We first studied multi-object tracking by linking static human localization results with temporal data. We investigated correlations between human detections over time, using either motion or appearance matching. While learning-based methods have dominated appearance matching, we found that classic linear filtering methods excel in motion-based matching. Our proposed methods offer new insights into human motion tracking and establish effective baselines for future research, highlighting the value of filtering-based methods alongside modern learning-based approaches. By conditioning on pixel data from later time steps, object tracking solutions remain deterministic. However, humans can anticipate the future positions of moving objects with multiple hypotheses.

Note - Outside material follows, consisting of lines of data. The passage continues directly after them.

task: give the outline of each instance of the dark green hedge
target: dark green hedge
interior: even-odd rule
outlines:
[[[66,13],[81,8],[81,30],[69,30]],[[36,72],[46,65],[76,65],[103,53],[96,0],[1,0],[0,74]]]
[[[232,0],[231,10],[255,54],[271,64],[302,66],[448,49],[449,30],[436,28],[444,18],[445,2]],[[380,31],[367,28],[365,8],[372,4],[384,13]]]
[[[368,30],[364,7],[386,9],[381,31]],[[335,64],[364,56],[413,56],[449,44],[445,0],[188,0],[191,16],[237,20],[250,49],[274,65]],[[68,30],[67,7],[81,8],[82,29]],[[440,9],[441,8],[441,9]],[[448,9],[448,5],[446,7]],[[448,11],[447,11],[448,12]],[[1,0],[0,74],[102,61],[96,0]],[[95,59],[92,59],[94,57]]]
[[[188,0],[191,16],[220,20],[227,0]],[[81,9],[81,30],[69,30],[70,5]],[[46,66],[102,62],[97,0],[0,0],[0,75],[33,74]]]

Following the research on tracking, we examine human motion from a probabilistic perspective. We developed an effective method for reversible distribution transformation in human trajectory forecasting. Confronted with asymmetric and imbalanced trajectory distributions, we challenged the common assumption of deriving the target trajectories using a symmetric unimodal Gaussian distribution as the original distribution. While this assumption is theoretically acceptable, it restricts the effectiveness of deriving an asymmetric, multi-modal target distribution with finite training data. By an adaptive construction of mixed Gaussian distributions instead, we achieved significant improvements in controllability, diversity, and accuracy for future trajectory modeling.

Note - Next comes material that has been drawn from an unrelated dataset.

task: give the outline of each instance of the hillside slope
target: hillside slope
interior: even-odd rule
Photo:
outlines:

Finally, transitioning from coarse-grained representations of human position, we investigated fine-grained body articulation and deformation. We propose two new tasks in progress. First, we aim to understand how humans interact with objects and other individuals, leading to a prior distribution of plausible and natural locomotion and articulation. Second, we seek to leverage generative human motion priors to constrain vision-based motion estimation, enhancing accuracy, robustness against occlusion and blurring, and temporal consistency.

Thesis Committee Members:
Kris Kitani, Chair
Deva Ramanan
Shubham Tulsiani
Siyu Tang, ETH Zurich